Use your model to genereate PET by MRI

MaoFuyou commented 4 months ago

I use your model ,train paired MRI-PET nii data, but get an extremely bad output! I want to know why and how to deal with it. training_log.csv

shaoyanpan commented 4 months ago

Hi, can you show some visual examples so we can see what is going on in the generated PET?

MaoFuyou commented 4 months ago

I have found some issue , because of the limit of my GPU memory, the img_size only can only set very small such as (64,64,4); or (24,24,24) and with batch_size only 2; Obviously, it will lead to the final image quality very bad;

MaoFuyou commented 4 months ago

Look!This is obviously 64 64 4 ,and it is blurry because the pixel resolution is too low.

shaoyanpan commented 4 months ago

Good to know. Don't forget the patch_size (not the img_size) is there for you to adjust, which can help to avoid GPU memory issue. Try using maybe the patch_size = (256,256,4) or something similar.

MaoFuyou commented 4 months ago

Hi ! I can not get the patch_size how to adjust? I can only see this relevant parameter!

shaoyanpan commented 4 months ago

Ah just commit a new version to the jupter notebook, in the second block:

The thing is I auto pad or crop all images to a same size img_size, then random crop several patch of patch_size for training. In testing, the generated image will also automatically slide from top to bottom, form left to right through the whole image volume.

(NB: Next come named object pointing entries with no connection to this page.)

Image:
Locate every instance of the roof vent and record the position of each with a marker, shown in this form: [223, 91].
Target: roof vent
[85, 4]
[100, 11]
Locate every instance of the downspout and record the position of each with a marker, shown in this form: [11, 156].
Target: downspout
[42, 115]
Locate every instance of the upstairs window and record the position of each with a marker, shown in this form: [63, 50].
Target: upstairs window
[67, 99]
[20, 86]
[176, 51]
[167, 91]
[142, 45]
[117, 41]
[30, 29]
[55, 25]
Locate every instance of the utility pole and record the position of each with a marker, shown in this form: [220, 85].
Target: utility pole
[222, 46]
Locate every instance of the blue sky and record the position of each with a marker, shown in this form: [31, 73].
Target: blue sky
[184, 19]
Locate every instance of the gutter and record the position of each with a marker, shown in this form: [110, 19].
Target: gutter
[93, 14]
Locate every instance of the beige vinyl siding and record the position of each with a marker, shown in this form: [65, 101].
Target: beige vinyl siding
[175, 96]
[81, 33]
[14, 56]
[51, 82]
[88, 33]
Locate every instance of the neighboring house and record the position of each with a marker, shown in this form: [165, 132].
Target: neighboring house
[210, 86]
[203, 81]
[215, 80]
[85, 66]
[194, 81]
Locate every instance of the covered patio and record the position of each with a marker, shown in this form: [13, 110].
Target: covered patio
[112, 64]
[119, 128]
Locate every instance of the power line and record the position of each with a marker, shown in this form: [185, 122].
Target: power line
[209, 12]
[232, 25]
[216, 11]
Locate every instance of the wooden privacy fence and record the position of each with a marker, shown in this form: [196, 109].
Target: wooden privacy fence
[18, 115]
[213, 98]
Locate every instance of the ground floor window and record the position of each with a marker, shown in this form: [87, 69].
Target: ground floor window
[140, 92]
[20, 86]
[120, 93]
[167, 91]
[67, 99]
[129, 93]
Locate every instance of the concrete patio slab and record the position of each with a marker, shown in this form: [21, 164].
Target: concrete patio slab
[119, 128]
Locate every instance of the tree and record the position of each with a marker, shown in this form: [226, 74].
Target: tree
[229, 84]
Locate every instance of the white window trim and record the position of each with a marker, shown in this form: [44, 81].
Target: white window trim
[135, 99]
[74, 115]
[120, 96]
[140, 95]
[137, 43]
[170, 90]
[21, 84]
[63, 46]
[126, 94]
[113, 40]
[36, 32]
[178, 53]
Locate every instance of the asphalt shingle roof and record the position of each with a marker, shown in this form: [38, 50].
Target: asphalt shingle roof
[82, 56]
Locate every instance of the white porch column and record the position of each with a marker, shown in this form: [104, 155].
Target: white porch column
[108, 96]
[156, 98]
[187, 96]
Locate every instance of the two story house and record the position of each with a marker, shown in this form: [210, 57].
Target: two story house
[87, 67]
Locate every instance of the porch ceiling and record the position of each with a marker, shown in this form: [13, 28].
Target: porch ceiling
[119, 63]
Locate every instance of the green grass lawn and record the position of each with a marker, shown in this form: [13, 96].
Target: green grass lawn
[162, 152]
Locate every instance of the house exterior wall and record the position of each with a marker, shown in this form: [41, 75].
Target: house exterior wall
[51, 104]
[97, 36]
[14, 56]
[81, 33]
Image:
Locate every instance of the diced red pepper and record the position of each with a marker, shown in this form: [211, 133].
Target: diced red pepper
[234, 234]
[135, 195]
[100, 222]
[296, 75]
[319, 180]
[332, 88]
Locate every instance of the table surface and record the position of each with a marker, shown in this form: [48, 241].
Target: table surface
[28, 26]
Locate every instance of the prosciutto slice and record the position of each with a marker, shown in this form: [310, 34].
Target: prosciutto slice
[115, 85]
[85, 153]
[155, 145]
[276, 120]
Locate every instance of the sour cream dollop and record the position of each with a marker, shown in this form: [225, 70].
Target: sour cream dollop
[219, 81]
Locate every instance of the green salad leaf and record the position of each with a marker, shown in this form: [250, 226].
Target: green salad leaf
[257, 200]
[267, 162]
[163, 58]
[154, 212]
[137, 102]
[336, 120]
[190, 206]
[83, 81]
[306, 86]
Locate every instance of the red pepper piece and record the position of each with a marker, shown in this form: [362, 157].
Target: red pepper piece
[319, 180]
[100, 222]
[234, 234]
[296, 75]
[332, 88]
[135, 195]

MaoFuyou commented 4 months ago

Hi you only modify these two parts? patch_size and transform ?; I don't know how to fix it? By the way the input data of mine is 646464;

MaoFuyou commented 4 months ago

Traceback (most recent call last): File "/root/commonfiles/Maoeyu/MRI-PET-diffu/main.py", line 509, in train(A_to_B_model, optimizer,train_loader1, train_loss_history) File "/root/commonfiles/Maoeyu/MRI-PET-diffu/main.py", line 343, in train for i, (x1,y1) in enumerate(data_loader1): File "/root/userfolder/tonggan/anaconda3/envs/Xiong_poj/lib/python3.8/site-packages/torch/utils/data/dataloader.py", line 521, in next data = self._next_data() File "/root/userfolder/tonggan/anaconda3/envs/Xiong_poj/lib/python3.8/site-packages/torch/utils/data/dataloader.py", line 561, in _next_data data = self._dataset_fetcher.fetch(index) # may raise StopIteration File "/root/userfolder/tonggan/anaconda3/envs/Xiong_poj/lib/python3.8/site-packages/torch/utils/data/_utils/fetch.py", line 44, in fetch data = [self.dataset[idx] for idx in possibly_batched_index] File "/root/userfolder/tonggan/anaconda3/envs/Xiong_poj/lib/python3.8/site-packages/torch/utils/data/_utils/fetch.py", line 44, in data = [self.dataset[idx] for idx in possibly_batched_index] File "/root/commonfiles/Maoeyu/MRI-PET-diffu/main.py", line 216, in getitem img[i,:,:,:] = after_l['image'] ValueError: could not broadcast input array from shape (64,64,4) into shape (256,256,128)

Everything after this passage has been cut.